Di sisi lain, Grup A diisi oleh FURIA Esports, North, Endpoint, dan ForZe. Pertandingan di grup A juga tak kalah menariknya. FURIA Esports dan North akhirnya berhasil mewakili Grup A untuk lanjut ke babak semifinal.

Pada pertandingan pertama, Gen.G Esports dihadapkan dengan North. Sementara itu, FURIA Esports berhadapan dengan Complexity Gaming. Format pertandingan semifinal ini adalah best of three.

Pada babak pertama, Gen.G esports mengawali pertandingan di map Dust II. Baik, Gen.G maupun North sama-sama bermain ketat. Dengan perjuangan ekstra, Gen.G akhirnya berhasil mengalahkan North dengan skor 16-13.

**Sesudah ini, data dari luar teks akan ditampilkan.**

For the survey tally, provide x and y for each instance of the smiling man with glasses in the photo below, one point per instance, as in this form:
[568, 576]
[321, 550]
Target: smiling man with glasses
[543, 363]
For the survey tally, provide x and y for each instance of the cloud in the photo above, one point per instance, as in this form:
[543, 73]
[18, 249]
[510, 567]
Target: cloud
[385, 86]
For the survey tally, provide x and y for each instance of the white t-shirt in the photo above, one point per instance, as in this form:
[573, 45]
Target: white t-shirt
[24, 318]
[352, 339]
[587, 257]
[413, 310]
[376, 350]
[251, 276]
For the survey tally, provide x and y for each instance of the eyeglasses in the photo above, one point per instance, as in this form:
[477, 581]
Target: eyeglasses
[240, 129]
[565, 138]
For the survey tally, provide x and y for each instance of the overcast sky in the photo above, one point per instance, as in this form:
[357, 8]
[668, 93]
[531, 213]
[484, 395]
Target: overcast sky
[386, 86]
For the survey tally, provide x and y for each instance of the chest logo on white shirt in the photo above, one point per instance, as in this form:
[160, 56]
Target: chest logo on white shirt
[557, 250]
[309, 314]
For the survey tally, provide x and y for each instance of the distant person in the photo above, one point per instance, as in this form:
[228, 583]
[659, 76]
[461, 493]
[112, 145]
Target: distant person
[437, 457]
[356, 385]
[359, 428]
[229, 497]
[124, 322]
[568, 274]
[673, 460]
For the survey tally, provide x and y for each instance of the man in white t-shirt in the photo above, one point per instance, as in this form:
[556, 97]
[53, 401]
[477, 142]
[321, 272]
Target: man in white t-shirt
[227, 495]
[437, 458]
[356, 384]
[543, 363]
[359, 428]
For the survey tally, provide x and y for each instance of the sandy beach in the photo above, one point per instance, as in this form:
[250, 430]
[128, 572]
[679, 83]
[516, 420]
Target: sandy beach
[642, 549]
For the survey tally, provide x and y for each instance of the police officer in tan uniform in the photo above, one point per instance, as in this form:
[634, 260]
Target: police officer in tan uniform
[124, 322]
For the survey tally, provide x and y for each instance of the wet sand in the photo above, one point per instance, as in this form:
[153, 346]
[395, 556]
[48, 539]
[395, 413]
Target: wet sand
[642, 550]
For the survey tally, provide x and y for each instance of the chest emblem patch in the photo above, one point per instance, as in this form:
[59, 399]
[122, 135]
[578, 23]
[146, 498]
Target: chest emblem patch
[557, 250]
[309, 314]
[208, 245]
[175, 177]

Lalu, memasuki pertandingan kedua, map yang dipilih adalah Mirage. Lagi-lagi, pertandingan keduanya berlangsung cukup panas. North sempat unggul dengan skor 7-8. Akan tetapi, seiring dengan berjalannya waktu, Gen.G bisa membalikkan keadaan. Babak kedua pun tetap dimenangkan Gen.G dengan skor 16-14. Gen.G akhirnya lolos ke babak final.

dreamhack

Pertandingan antara FURIA dengan Complexity juga tak kalah menarik. Keduanya sama-sama tak mau kalah. Sayang, Complexity berhasil dikalahkan oleh FURIA dengan skor 2-1.

Pada babak final, Gen.G dan FURIA pun bertarung habis-habisan. Pada map pertama yang berlangsung di Nuke, Gen.G berhasil memukul FURIA dengan skor telak 16-17. Tak mau menyerah begitu saja, FURIA berusaha memberikan perlawanan sengit di map kedua yang berlangsung di Inferno. Namun, lagi-lagi, pemain CSGO terbaik Indonesia, BnTeT, dan kawan-kawan berhasil memukul mundur FURIA dengan skor 19-15. Pertandingan final pun berakhir dengan skor 2-0.

Tim CSGO Esports baru bernama Gen.G Esports akhirnya berhasil meraih gelar juara. Dengan kemenangan tersebut, Gen.G berhasil membawa pulang hadiah sebesar US$50.000. Mereka juga mendapatkan satu tiket menuju DH Masters Jönköping.

Dengan prestasi tersebut, BnTeT tak hanya dikenal sebagai pemain CSGO terbaik Indonesia. Pemain tersebut pun berhasil menunjukkan prestasinya di kancah internasional.